The background, as recited in the Commonwealth Court’s opinion, is that in Singer v. School District of Philadelphia, 513 A.2d 1108 (Pa. Cmwlth. 1986), the court reversed a grant of judgment on the pleadings on immunity grounds where a student gymnast who was performing a stunt over a vaulting horse in his school’s gymnasium fell and broke his elbow when he missed a mat and landed on the hardwood floor. As the court there explained:

Our review of the complaint reveals that it alleges negligence concerning the care, custody and control of the landing surface around the vaulting horse. A necessary element of a gymnasium’s hardwood floor, which is regularly used as a gymnastic stunt area is sufficient matting protection to ensure safe landing by the students. Since proper gym floor matting is an essential safety element of a gymnasium floor being utilized for a vaulting stunt, it is an aspect within the District’s care, custody and control of its real property, subject to the real property exception.

Singer at 1109-10.

The Commonwealth Court followed its approach in Singer in numerous subsequent cases, until the Supreme Court decided Blocker v. City of Philadelphia, 763 A.2d 373 (Pa. 2000).

Blocker involved a claim against the City arising from the collapse of a bleacher at a concert in a City park.  The Commonwealth Court held there that the trial court had improvidently dismissed the plaintiff’s suit on immunity grounds because even though the bleacher was not affixed to the realty, a question of fact remained whether the City intended it to be part of the realty; the Supreme Court reversed on the narrow ground that “a chattel that is not affixed to realty remains personalty; only where personalty has been attached to realty does the parties’ intent become relevant.” 763 A.2d at 375.

Thereafter, in Rieger, the Commonwealth Court concluded that the narrow holding in Blocker, that a chattel not attached to realty remains personalty, had implicitly overruled Singer’s holding that use of mats for safety purposes constituted an “aspect of the District’s care, custody and control of its real property.”

In revisiting the real property exception under the facts of the present claim against the Philadelphia School District, the Commonwealth Court overruled Rieger, and concluded:

[W]e hold that where a complaint includes specific allegations that a plaintiff’s injuries resulted from negligence in the defendant’s care, custody, or control of real property, neither the Supreme Court’s decision in Blocker nor this Court’s decision in Rieger precludes a determination that the real property exception may apply.
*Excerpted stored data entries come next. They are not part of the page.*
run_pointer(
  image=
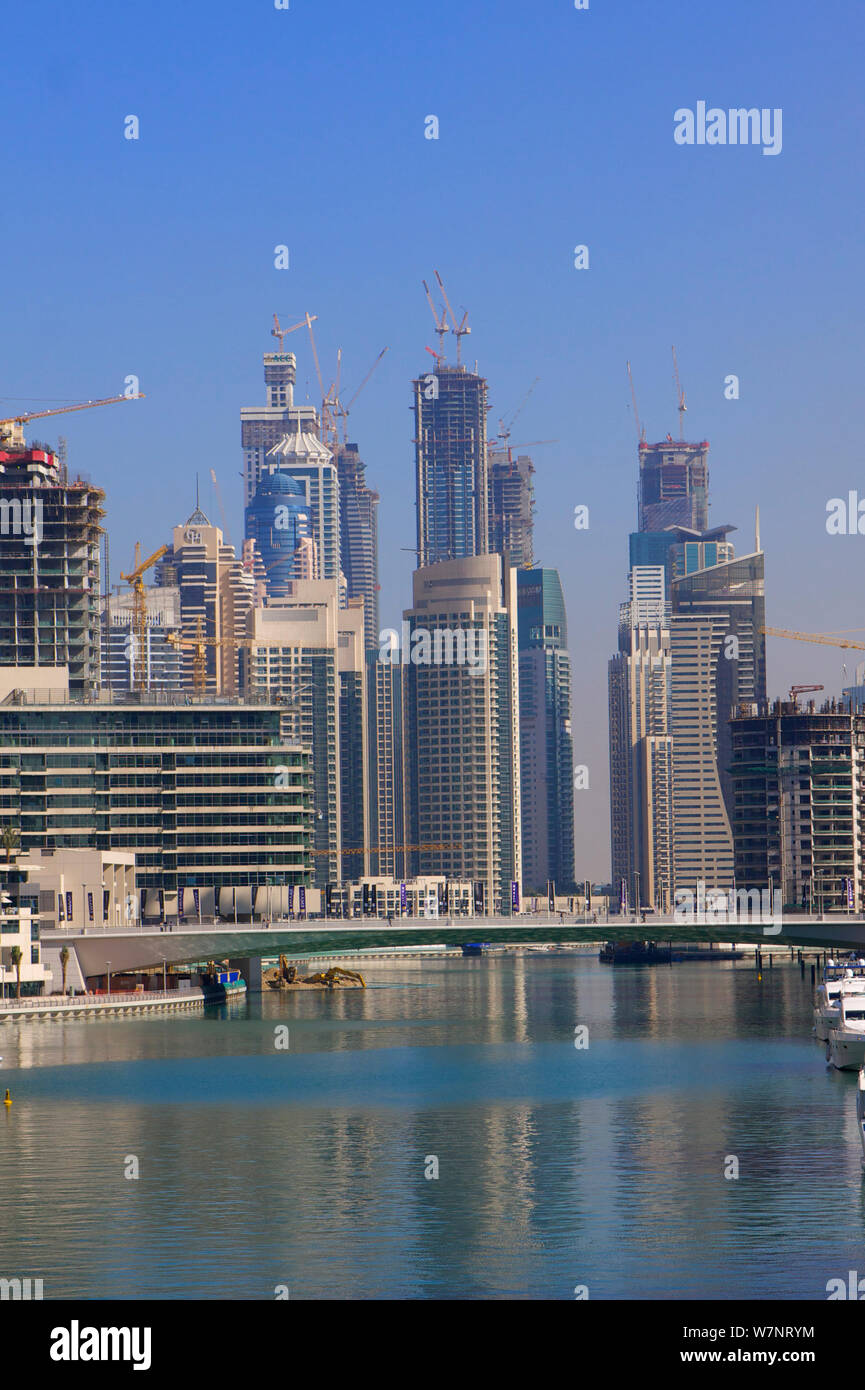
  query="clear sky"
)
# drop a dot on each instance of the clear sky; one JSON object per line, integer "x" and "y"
{"x": 305, "y": 127}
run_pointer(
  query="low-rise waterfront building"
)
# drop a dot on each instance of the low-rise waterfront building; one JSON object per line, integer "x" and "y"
{"x": 207, "y": 794}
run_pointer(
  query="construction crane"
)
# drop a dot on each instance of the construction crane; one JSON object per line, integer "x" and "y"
{"x": 199, "y": 645}
{"x": 812, "y": 637}
{"x": 640, "y": 428}
{"x": 139, "y": 610}
{"x": 11, "y": 428}
{"x": 679, "y": 396}
{"x": 345, "y": 410}
{"x": 219, "y": 496}
{"x": 459, "y": 332}
{"x": 800, "y": 690}
{"x": 505, "y": 430}
{"x": 283, "y": 332}
{"x": 441, "y": 324}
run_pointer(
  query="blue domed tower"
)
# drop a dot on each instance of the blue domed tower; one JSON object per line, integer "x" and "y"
{"x": 277, "y": 520}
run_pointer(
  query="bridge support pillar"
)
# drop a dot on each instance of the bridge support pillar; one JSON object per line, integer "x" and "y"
{"x": 251, "y": 970}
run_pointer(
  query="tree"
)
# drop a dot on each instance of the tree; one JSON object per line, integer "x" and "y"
{"x": 10, "y": 838}
{"x": 17, "y": 958}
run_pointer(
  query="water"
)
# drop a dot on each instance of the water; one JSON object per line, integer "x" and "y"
{"x": 556, "y": 1166}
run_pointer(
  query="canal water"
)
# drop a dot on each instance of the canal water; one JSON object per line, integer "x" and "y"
{"x": 310, "y": 1168}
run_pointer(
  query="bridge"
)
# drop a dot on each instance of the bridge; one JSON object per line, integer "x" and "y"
{"x": 145, "y": 948}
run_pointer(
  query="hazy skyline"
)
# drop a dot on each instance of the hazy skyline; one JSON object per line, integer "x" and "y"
{"x": 556, "y": 128}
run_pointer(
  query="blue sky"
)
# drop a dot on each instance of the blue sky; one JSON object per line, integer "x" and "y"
{"x": 306, "y": 127}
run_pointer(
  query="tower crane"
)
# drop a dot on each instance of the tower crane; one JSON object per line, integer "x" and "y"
{"x": 345, "y": 410}
{"x": 679, "y": 396}
{"x": 505, "y": 430}
{"x": 11, "y": 428}
{"x": 812, "y": 637}
{"x": 199, "y": 645}
{"x": 459, "y": 332}
{"x": 277, "y": 331}
{"x": 219, "y": 496}
{"x": 441, "y": 324}
{"x": 640, "y": 428}
{"x": 800, "y": 690}
{"x": 139, "y": 610}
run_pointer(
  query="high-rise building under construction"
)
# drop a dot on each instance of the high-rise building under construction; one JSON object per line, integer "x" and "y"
{"x": 50, "y": 533}
{"x": 512, "y": 506}
{"x": 673, "y": 485}
{"x": 359, "y": 537}
{"x": 451, "y": 464}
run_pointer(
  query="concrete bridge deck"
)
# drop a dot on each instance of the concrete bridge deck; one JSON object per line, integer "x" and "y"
{"x": 141, "y": 948}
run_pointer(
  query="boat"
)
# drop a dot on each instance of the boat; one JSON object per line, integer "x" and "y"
{"x": 634, "y": 952}
{"x": 839, "y": 977}
{"x": 846, "y": 1044}
{"x": 220, "y": 986}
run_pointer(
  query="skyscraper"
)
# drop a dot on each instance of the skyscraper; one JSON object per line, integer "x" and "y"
{"x": 718, "y": 663}
{"x": 547, "y": 788}
{"x": 673, "y": 485}
{"x": 310, "y": 463}
{"x": 359, "y": 537}
{"x": 262, "y": 427}
{"x": 50, "y": 574}
{"x": 217, "y": 592}
{"x": 163, "y": 660}
{"x": 798, "y": 779}
{"x": 641, "y": 745}
{"x": 461, "y": 720}
{"x": 512, "y": 506}
{"x": 278, "y": 520}
{"x": 451, "y": 464}
{"x": 309, "y": 652}
{"x": 388, "y": 833}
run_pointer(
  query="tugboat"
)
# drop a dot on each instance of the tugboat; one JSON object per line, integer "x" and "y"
{"x": 220, "y": 986}
{"x": 634, "y": 952}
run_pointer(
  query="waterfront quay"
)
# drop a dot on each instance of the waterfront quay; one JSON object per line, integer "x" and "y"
{"x": 100, "y": 1005}
{"x": 142, "y": 948}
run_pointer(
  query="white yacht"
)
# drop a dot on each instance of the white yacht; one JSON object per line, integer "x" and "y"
{"x": 839, "y": 977}
{"x": 846, "y": 1045}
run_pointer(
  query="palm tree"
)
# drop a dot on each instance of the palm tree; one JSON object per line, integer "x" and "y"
{"x": 10, "y": 838}
{"x": 17, "y": 958}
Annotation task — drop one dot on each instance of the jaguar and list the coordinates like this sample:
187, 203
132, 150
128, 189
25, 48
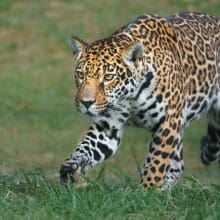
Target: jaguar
157, 73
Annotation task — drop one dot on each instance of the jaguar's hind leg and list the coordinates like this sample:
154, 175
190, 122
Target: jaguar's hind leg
210, 144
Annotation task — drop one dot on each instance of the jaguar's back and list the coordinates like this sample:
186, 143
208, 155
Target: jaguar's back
159, 73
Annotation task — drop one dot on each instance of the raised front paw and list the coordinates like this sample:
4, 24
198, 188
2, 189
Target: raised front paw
72, 169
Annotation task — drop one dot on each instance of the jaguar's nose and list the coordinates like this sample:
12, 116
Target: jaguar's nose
87, 104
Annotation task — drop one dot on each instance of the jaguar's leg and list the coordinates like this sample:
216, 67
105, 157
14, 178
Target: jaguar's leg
210, 144
164, 163
99, 143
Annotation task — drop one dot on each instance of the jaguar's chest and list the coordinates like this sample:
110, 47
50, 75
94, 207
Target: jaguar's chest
146, 110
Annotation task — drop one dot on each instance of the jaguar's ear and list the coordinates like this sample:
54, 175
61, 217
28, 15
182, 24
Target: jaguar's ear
77, 45
132, 53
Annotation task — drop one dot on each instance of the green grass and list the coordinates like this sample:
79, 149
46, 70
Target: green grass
33, 196
39, 125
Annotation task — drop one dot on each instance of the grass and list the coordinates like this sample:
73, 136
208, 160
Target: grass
33, 196
39, 125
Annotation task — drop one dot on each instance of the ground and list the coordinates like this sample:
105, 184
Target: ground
39, 125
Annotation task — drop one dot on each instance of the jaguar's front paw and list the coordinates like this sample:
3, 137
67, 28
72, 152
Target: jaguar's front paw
71, 170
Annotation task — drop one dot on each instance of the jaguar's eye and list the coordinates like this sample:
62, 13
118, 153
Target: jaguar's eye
80, 75
109, 77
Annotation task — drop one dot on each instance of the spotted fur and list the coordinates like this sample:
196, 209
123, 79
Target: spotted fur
155, 73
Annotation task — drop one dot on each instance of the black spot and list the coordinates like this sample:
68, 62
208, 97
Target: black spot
101, 137
96, 155
125, 114
190, 116
164, 155
162, 168
159, 98
157, 153
154, 115
104, 149
170, 140
153, 169
145, 173
157, 140
88, 150
157, 179
92, 135
203, 107
174, 125
149, 77
148, 178
172, 155
166, 132
113, 134
176, 158
162, 119
92, 143
105, 125
156, 162
99, 127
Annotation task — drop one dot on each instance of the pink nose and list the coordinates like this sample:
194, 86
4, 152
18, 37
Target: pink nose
87, 104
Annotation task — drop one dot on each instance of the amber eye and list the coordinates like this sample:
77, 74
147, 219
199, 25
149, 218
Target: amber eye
109, 77
80, 75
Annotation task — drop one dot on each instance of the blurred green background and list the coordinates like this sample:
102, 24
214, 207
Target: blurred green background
39, 125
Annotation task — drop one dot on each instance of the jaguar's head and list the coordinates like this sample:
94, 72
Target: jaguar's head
105, 74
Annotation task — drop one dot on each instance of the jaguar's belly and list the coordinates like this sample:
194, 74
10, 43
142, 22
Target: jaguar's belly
147, 111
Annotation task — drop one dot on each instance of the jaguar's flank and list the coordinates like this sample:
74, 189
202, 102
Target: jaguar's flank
155, 73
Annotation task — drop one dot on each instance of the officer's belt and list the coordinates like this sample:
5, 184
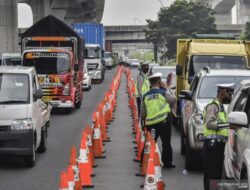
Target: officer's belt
157, 117
218, 138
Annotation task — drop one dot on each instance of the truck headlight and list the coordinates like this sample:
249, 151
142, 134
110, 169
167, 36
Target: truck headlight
22, 124
66, 90
198, 118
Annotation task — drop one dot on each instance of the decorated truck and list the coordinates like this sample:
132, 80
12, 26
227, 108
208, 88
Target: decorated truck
56, 51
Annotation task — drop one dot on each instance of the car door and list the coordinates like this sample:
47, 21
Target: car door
37, 110
240, 136
188, 105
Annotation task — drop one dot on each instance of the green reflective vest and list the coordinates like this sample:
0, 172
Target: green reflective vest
156, 107
222, 118
144, 88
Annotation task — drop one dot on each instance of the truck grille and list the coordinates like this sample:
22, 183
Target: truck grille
3, 128
52, 91
92, 66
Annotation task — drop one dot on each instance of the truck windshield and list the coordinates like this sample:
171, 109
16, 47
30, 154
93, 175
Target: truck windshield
14, 88
92, 53
198, 62
208, 88
11, 61
48, 62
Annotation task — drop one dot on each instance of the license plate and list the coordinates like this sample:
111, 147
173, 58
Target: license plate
41, 80
46, 98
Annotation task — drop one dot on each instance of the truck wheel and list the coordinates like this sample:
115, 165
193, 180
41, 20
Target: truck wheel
31, 159
68, 110
193, 158
43, 145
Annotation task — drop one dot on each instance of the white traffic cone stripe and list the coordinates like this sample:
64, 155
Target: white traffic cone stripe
83, 158
158, 174
147, 148
76, 173
159, 153
71, 185
89, 141
150, 183
97, 133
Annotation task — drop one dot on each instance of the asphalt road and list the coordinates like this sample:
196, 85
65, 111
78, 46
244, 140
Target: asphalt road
65, 130
116, 171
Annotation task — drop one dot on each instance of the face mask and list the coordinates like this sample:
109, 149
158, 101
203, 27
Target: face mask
145, 70
226, 100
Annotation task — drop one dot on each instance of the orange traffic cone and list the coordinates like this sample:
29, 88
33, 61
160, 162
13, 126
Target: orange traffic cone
64, 181
157, 162
150, 180
145, 157
71, 180
84, 165
103, 124
97, 137
90, 145
73, 163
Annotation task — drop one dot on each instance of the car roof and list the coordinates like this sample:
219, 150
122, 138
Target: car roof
10, 55
163, 67
16, 69
226, 72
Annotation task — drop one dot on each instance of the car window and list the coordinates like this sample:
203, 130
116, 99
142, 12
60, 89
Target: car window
240, 105
194, 84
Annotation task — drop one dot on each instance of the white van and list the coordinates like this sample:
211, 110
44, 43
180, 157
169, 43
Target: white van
24, 117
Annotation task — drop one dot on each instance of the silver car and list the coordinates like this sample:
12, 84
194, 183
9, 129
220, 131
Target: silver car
203, 90
237, 151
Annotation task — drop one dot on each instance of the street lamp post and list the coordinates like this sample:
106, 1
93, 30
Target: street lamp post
137, 19
160, 1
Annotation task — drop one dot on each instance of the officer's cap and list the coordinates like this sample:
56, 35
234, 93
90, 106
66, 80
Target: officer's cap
155, 75
229, 87
144, 64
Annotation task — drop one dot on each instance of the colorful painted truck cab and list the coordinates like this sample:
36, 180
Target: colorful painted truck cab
58, 62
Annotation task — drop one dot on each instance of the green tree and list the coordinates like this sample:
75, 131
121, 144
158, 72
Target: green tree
181, 20
247, 31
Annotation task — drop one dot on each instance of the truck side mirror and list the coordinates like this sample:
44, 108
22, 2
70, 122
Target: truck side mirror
76, 67
178, 70
238, 118
186, 95
38, 94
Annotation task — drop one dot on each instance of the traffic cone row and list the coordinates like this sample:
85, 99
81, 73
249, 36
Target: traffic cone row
80, 169
147, 151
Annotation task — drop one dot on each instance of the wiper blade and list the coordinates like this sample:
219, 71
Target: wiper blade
12, 101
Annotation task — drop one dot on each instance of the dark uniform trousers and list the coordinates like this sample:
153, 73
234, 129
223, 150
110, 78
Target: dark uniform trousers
138, 101
213, 160
163, 129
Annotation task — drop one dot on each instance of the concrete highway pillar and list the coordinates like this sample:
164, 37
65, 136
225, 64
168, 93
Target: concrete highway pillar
40, 9
243, 11
8, 26
223, 18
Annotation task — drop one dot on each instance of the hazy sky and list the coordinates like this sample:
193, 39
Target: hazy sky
119, 12
116, 12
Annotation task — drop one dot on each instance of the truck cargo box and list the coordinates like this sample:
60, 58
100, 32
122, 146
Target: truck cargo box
51, 26
92, 33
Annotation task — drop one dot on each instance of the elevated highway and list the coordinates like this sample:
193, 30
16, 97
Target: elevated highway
223, 9
70, 11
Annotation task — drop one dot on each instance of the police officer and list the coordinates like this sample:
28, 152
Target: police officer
156, 113
142, 85
215, 134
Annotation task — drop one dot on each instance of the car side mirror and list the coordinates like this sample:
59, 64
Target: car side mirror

Consequently, we reaffirm our decision in Singer and overrule Rieger as a misinterpretation of Singer and a misapplication of Blocker.

Slip op. at 16.

The Supreme Court granted allocatur to decide, as framed by the School District:

(1) Whether the Commonwealth Court’s conclusion that the alleged negligence in this case concerned real property impermissibly broadens the real property exception and requires school districts to take unreasonable steps (and steps the court does not specify) to protect themselves from liability?

(2) Whether [Respondents’] claim of a defect in the real property is properly construed as a claim of negligent supervision when the actual negligence involved, if any, pertained to the supervision of students and was not related to real property?